The HelioMont method for assessing solar irradiance over complex terrain: Validation and improvements

Abstract

This study evaluates the suitability of the method HelioMont, developed by MeteoSwiss, for estimating solar radiation from geostationary satellite data over the Alpine region. The algorithm accounts for the influence of topography, clouds, snow cover and the atmosphere on incoming solar radiation. The main error sources are investigated for both direct and diffuse solar radiation components by comparison with ground-based measurement taken at three sites, namely Bolzano (IT), Davos (CH) and Payerne (CH), encompassing different topographic conditions.

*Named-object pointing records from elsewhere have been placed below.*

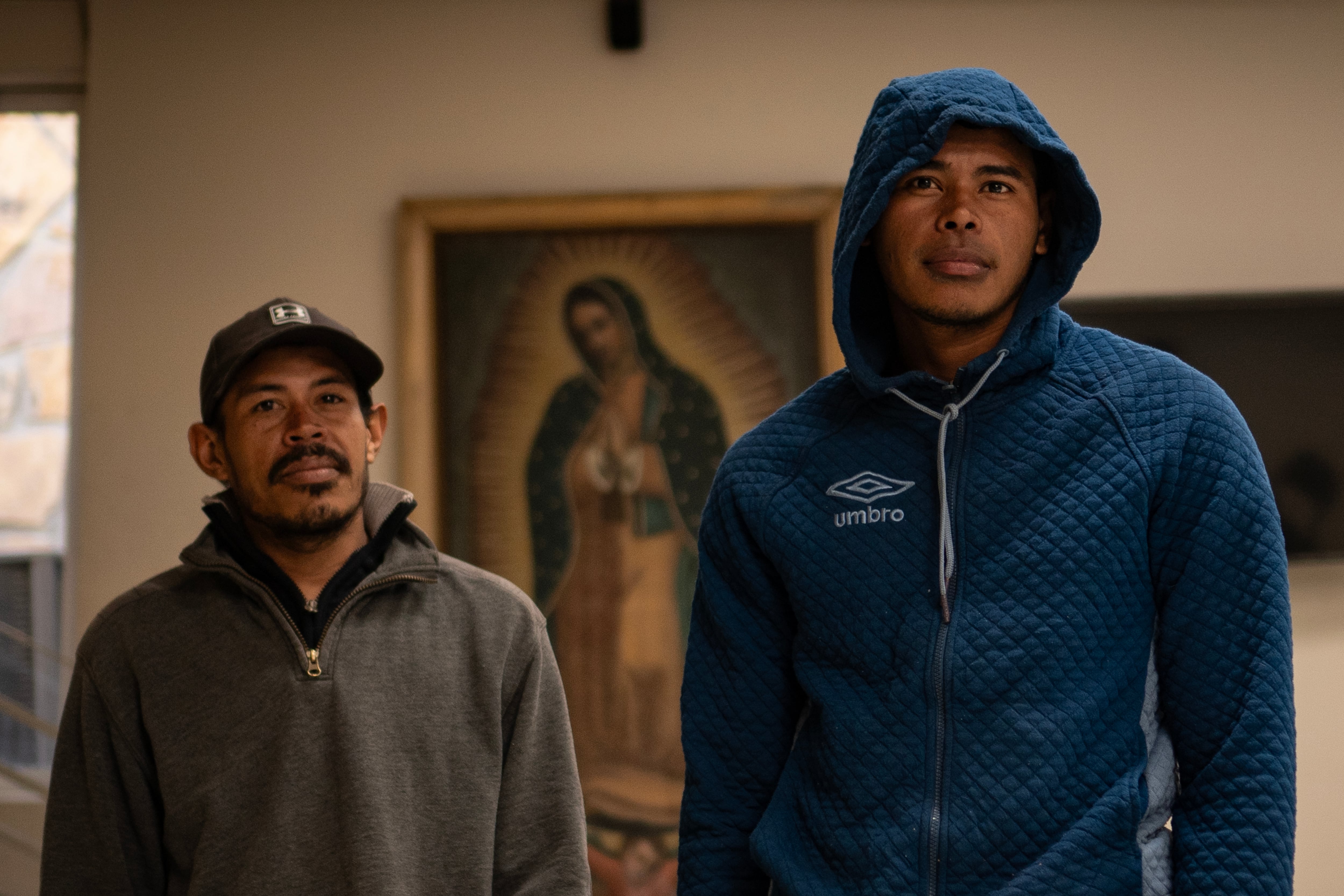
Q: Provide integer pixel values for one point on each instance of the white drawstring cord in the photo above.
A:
(947, 554)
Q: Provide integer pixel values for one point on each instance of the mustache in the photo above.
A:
(300, 452)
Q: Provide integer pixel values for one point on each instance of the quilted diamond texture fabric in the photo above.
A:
(1111, 515)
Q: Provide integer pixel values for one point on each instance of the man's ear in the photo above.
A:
(1045, 209)
(208, 449)
(377, 425)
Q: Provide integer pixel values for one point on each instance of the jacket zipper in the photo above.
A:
(312, 654)
(940, 673)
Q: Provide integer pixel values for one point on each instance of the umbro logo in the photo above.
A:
(869, 487)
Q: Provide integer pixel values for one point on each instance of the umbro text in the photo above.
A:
(871, 515)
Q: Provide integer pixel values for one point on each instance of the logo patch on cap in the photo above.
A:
(289, 313)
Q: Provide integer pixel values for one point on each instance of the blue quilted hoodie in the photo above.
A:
(1117, 648)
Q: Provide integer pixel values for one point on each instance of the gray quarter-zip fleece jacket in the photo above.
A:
(424, 750)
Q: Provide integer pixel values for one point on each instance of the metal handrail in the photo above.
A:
(25, 716)
(26, 640)
(22, 780)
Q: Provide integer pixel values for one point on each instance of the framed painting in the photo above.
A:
(572, 373)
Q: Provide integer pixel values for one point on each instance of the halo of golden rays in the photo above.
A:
(533, 356)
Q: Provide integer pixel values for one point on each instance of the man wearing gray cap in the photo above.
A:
(315, 700)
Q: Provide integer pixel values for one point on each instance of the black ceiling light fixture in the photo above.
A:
(624, 25)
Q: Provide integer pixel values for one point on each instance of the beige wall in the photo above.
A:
(240, 151)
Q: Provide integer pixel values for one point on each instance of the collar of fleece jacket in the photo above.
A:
(908, 126)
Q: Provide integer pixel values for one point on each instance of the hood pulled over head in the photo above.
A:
(906, 128)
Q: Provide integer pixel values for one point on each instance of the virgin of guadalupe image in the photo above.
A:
(617, 479)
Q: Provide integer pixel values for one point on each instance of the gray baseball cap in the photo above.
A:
(279, 323)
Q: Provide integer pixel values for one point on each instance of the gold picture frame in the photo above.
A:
(423, 220)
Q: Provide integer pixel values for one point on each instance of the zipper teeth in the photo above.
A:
(939, 746)
(940, 662)
(299, 633)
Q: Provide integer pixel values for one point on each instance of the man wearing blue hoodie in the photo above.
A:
(1000, 608)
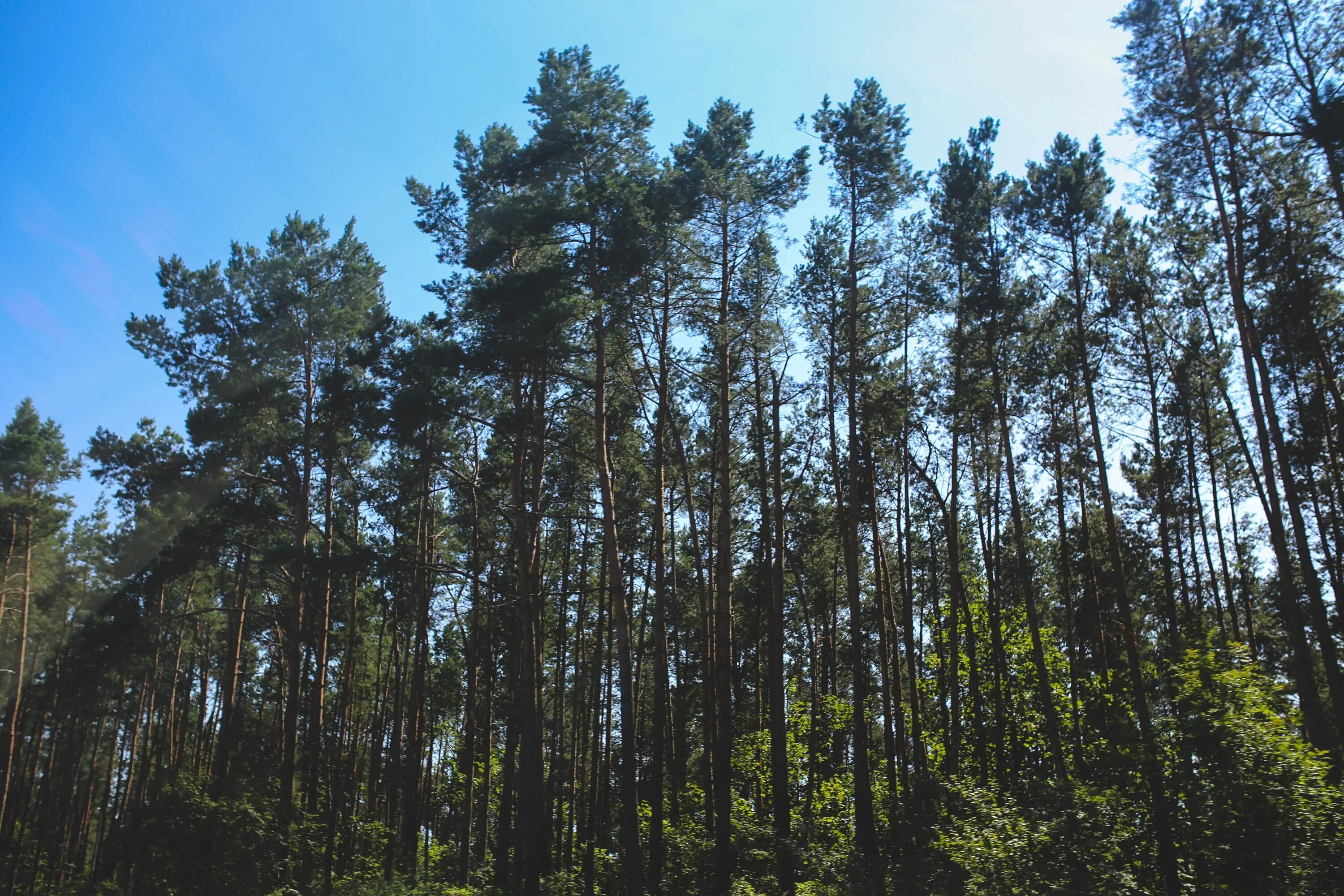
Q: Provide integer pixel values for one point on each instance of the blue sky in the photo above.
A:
(131, 131)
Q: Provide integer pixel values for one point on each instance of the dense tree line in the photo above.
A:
(995, 548)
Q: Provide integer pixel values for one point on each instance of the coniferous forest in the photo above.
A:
(996, 546)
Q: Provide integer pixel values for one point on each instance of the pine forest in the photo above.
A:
(986, 536)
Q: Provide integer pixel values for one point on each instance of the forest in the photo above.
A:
(998, 547)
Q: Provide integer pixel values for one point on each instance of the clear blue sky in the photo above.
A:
(131, 131)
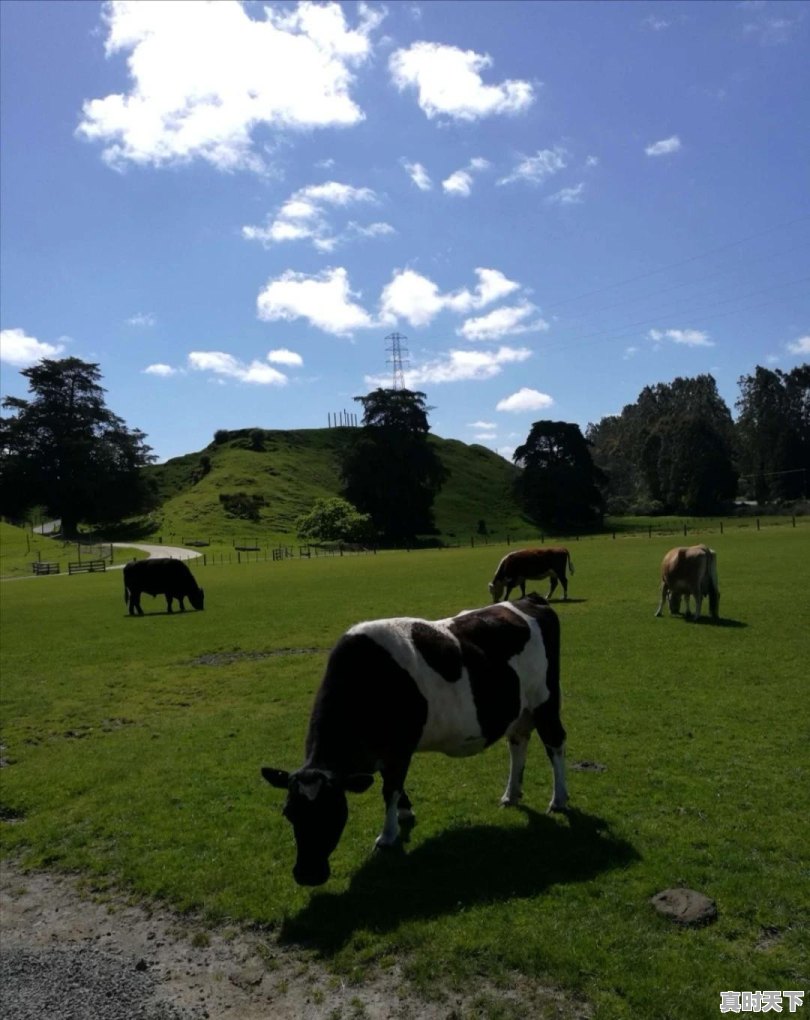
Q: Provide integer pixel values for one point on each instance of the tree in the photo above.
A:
(335, 520)
(65, 451)
(559, 482)
(671, 451)
(773, 432)
(390, 470)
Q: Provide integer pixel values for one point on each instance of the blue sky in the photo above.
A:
(229, 207)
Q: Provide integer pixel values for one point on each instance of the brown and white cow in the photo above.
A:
(397, 686)
(530, 564)
(690, 570)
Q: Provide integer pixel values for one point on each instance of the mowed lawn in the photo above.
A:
(133, 749)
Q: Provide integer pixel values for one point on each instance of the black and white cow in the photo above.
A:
(160, 576)
(396, 686)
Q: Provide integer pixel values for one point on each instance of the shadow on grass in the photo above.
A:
(707, 621)
(461, 867)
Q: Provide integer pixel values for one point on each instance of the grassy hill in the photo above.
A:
(254, 483)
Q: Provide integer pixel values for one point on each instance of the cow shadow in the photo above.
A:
(461, 867)
(707, 621)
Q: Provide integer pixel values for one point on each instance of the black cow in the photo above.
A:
(396, 686)
(160, 576)
(530, 564)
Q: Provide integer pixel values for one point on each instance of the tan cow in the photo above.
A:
(690, 571)
(530, 564)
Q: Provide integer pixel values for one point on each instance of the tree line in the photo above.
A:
(676, 449)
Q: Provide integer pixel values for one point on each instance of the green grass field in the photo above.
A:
(134, 747)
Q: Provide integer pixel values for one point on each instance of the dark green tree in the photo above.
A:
(335, 520)
(65, 451)
(559, 482)
(390, 470)
(671, 451)
(773, 432)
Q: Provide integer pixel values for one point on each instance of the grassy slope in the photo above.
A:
(134, 748)
(298, 466)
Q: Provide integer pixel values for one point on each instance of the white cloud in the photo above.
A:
(664, 147)
(689, 338)
(146, 319)
(418, 300)
(17, 349)
(524, 400)
(325, 301)
(505, 321)
(801, 346)
(160, 369)
(284, 357)
(567, 196)
(656, 23)
(459, 366)
(769, 29)
(304, 216)
(535, 169)
(226, 365)
(418, 175)
(448, 83)
(204, 75)
(460, 183)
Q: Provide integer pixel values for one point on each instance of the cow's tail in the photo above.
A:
(714, 588)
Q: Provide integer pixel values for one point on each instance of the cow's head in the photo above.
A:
(497, 590)
(317, 810)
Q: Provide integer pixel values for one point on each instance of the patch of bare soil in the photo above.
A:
(64, 954)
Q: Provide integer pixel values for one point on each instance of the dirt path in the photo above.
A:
(65, 955)
(68, 955)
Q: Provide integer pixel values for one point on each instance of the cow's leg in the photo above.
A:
(405, 810)
(393, 791)
(518, 746)
(550, 728)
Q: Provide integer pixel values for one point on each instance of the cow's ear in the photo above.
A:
(276, 777)
(358, 782)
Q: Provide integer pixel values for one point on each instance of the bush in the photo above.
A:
(335, 520)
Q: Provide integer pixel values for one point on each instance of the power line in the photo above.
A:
(686, 261)
(593, 337)
(689, 283)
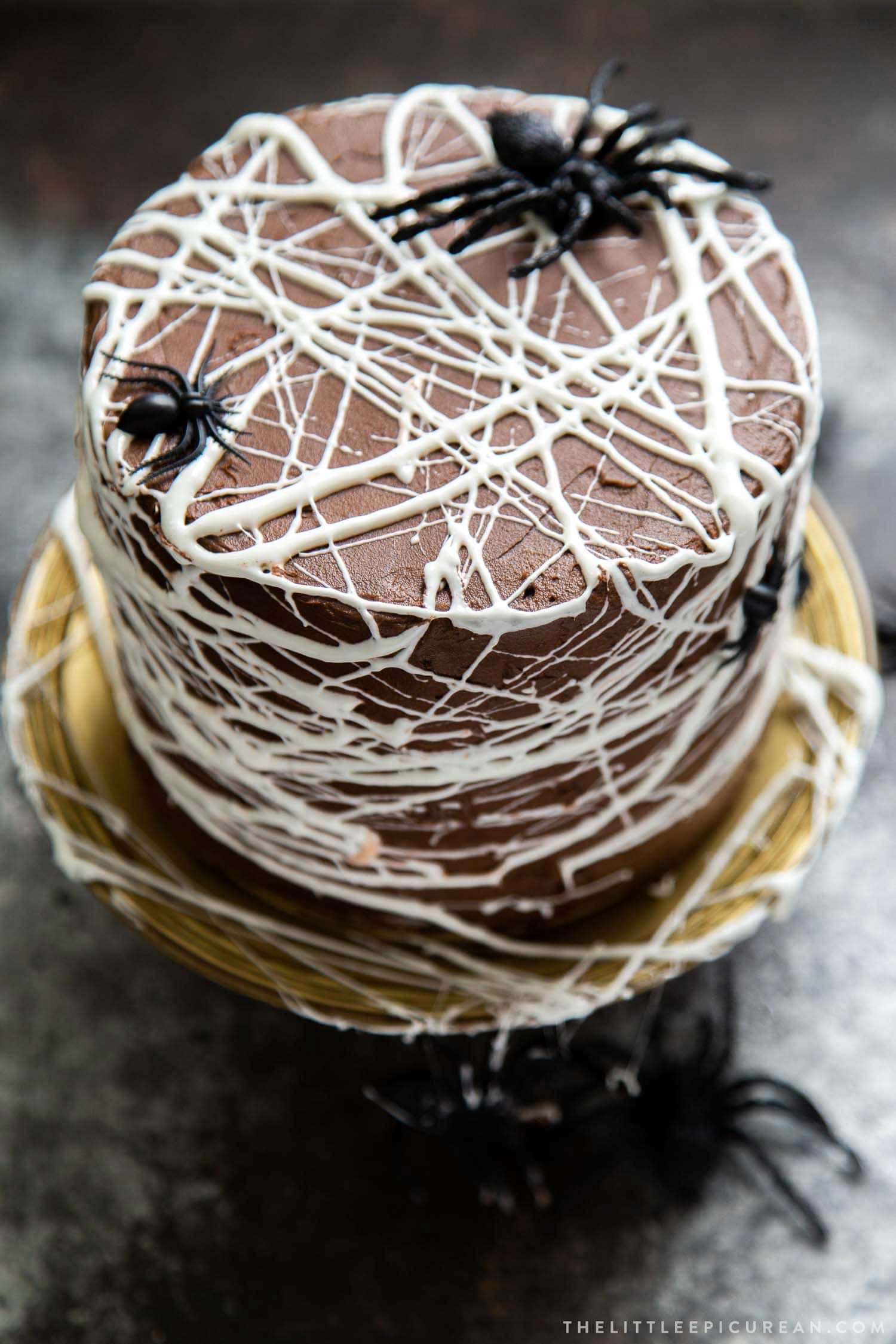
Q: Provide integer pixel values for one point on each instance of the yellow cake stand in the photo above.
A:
(337, 964)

The comparison shows that the method provides high accuracy of the yearly cycle: the Mean Absolute Bias (MAB) is below 5Wm−2 at the lowland station Payerne and below 12Wm−2 at the other two mountainous stations for the monthly averages of global and diffuse radiation. For diffuse radiation the MAB is in the range 11–15Wm−2 for daily means and 34–40Wm−2 for hourly means. It is found that the largest errors in diffuse and direct radiation components on shorter time scales occur during summer and for cloud-free days. In both Bolzano and Davos the errors for daily-mean diffuse radiation can exceed 50Wm−2 under such conditions. As HelioMont uses monthly climatological values of atmospheric aerosol characteristics, the effects of this approximation are investigated by simulating clear-sky solar radiation with the radiative transfer model (RTM) libRadtran using instantaneous aerosol measurements. Both ground-based and satellite-based data on aerosol optical properties and water vapor column amount are evaluated. When using daily atmospheric input the estimation of the hourly averages improves significantly and the mean error is reduced to 10–20Wm−2. These results suggest the need for a more detailed characterization of the local-scale clear-sky atmospheric conditions for modeling solar radiation on daily and hourly time scales.